Rivaroxaban is contraindicated in patients with liver disease associated with coagulopathy causing a clinically significant risk of bleeding.
In patients with cirrhosis of the liver with mild liver failure (class A according to the Child-Pugh classification), the pharmacokinetics of rivaroxaban differed only slightly from the corresponding indicators in the control group of healthy volunteers (on average, there was an increase in AUC of rivaroxaban by 1.2 times). There were no significant differences in pharmacodynamic properties between groups.

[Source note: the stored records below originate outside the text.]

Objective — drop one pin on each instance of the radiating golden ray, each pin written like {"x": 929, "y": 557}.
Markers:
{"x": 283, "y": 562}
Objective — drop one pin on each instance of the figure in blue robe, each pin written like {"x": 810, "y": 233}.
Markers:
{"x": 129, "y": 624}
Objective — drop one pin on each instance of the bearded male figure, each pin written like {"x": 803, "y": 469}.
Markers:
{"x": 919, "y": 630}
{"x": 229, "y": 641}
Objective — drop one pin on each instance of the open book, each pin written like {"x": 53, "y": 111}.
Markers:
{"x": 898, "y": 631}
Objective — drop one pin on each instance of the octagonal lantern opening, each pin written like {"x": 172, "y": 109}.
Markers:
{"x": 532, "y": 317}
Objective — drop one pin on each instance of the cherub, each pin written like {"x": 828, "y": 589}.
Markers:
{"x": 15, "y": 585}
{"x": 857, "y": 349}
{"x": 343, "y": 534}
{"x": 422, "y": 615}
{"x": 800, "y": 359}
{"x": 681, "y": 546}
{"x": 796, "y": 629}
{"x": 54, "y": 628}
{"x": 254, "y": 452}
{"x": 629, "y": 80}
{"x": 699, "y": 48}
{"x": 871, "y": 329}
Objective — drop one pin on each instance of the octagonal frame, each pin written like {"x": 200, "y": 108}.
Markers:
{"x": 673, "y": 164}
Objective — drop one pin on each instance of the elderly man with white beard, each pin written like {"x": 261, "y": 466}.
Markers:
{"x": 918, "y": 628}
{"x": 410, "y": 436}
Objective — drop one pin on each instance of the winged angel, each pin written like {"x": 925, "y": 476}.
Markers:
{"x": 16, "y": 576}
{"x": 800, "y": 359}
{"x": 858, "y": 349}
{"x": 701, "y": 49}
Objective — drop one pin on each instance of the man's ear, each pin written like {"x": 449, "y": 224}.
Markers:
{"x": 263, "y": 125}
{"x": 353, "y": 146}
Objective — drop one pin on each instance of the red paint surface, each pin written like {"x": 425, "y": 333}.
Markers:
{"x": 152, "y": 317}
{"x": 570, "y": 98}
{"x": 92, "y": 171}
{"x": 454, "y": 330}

In patients with cirrhosis and moderate hepatic impairment (Child-Pugh class B), the mean AUC of rivaroxaban was significantly increased (2.3-fold) compared with healthy volunteers due to significantly reduced drug clearance, indicating serious liver disease. The suppression of factor Xa activity was more pronounced (2.6 times) than in healthy volunteers. Prothrombin time was also 2.1 times higher than in healthy volunteers. By measuring prothrombin time, the extrinsic coagulation pathway is assessed, including coagulation factors VII, X, V, II and I, which are synthesized in the liver. Patients with moderate hepatic impairment are more sensitive to rivaroxaban, which is a consequence of a closer relationship between pharmacodynamic effects and pharmacokinetic parameters, especially between concentration and prothrombin time.
There are no data on the use of the drug in patients with class C hepatic impairment according to the Child-Pugh classification. Therefore, in patients with liver cirrhosis and impaired liver function B and C according to the Child-Pugh classification, rivaroxaban is contraindicated.
Renal dysfunction.
In patients with renal failure, an increase in rivaroxaban exposure was observed, inversely proportional to the degree of decrease in renal function, which was assessed by CC.
In patients with renal failure of mild (creatinine clearance 50-80 ml/min), moderate (creatinine clearance 30-49 ml/min) or severe (creatinine clearance 15-29 ml/min) severity, a 1.4-, 1.5- and 1.6-fold increase was observed rivaroxaban plasma concentrations (AUC), respectively, compared with healthy volunteers. The corresponding increase in pharmacodynamic effects was more pronounced.
In patients with mild, moderate and severe renal failure, the overall suppression of factor Xa activity increased by 1.5, 1.9 and 2 times compared with healthy volunteers; prothrombin time due to the action of factor Xa also increased by 1.3, 2.2 and 2.4 times, respectively.
Data on the use of rivaroxaban in patients with CC 15-29 ml/min are limited, and therefore caution should be exercised when using the drug in this category of patients. There are no data on the use of rivaroxaban in patients with creatinine clearance <15 ml/min, and therefore it is not recommended to use the drug in this category of patients.